En Gironde, près de 200 000 personnes ont pu regagner leur domicile, sur un total de 220 000 déplacés depuis le début de l’incendie, le plus vaste en superficie en France depuis 1949. Une étincelle a suffi pour dévaster le travail des sylviculteurs.
C’est dans un fossé adjacente à la parcelle de pins d’André Prouvoyeur que tout a commencé, le 22 juillet dernier. « Une entreprise était là qui faisait du débroussaillement sous la ligne à moyenne tension, et vers midi, il y a eu l’étincelle fatidique au fond du fossé », raconte le sylviculteur. Dix jours plus tard, le 1er août, le mégafeu qui a dévoré 42 000 hectares en Gironde est toujours « pas fixé » mais « contenu », selon les pompiers qui évoquent une nuit « plutôt clémente ».
André Prouvoyeur explique : « On a été prévenus un quart d’heure après. Le temps d’arriver de la maison, le bois devant nous était déjà brûlé et tout brûlait à une vitesse infernale ». Les 60 hectares de pins de Prouvoyeur sont ravagés en quelques heures, représentant plusieurs dizaines de milliers d’euros partis en fumée. Bien que la plupart des pins soient encore debout, leur valeur est désormais considérablement réduite.
« Un pin, dès qu’il a un coup de feu comme ça, ça chute en prix immédiatement », confirme Prouvoyeur. Il n’est pas certain de pouvoir vendre son bois, car, faute de bûcherons disponibles rapidement, certains arbres risquent de moisir. « On est dans l’expectative. Je ne sais pas du tout comment ça va se passer », ajoute-t-il.
En attendant des nouvelles, Prouvoyeur envisage de porter plainte, probablement contre X, pour espérer être indemnisé. La mairie de Saumos réfléchit également à une action, car elle détient la plus grande parcelle de pins de la commune, avec 850 hectares détruits à 80 %. Le maire, Didier Chautard, déclare : « On a tout perdu au niveau des pins qui ont plus de dix ans, ce qui fait que notre commune se retrouve avec 30 % de moins dans les dix années à venir pour le budget ». La perte est estimée à 300 000 euros pour cette commune de 550 habitants.
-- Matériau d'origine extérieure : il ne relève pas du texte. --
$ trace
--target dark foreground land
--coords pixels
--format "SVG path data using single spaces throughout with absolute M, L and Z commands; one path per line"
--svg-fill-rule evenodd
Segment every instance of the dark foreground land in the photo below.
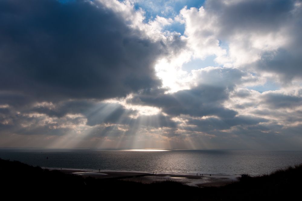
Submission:
M 257 177 L 243 175 L 220 187 L 199 188 L 172 181 L 151 184 L 98 179 L 0 159 L 2 195 L 9 199 L 98 200 L 297 200 L 302 189 L 302 164 Z

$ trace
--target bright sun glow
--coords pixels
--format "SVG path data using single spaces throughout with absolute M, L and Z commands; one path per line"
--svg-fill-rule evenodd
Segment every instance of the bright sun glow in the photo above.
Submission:
M 164 149 L 130 149 L 124 151 L 169 151 L 169 150 Z

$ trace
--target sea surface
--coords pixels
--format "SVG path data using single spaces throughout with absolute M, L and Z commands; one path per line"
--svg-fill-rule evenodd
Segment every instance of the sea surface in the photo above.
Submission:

Chautard souligne que ces 300 000 euros, qui arrivaient chaque année, permettaient des investissements. « Là, on va tout stopper et regarder ce qu’on va pouvoir faire », précise-t-il. La mairie a lancé une cagnotte en ligne pour solliciter des dons, afin d’éviter une augmentation des impôts qui pénaliserait davantage les habitants. En plus des pertes forestières, une dizaine de maisons ont également été détruites sur la commune.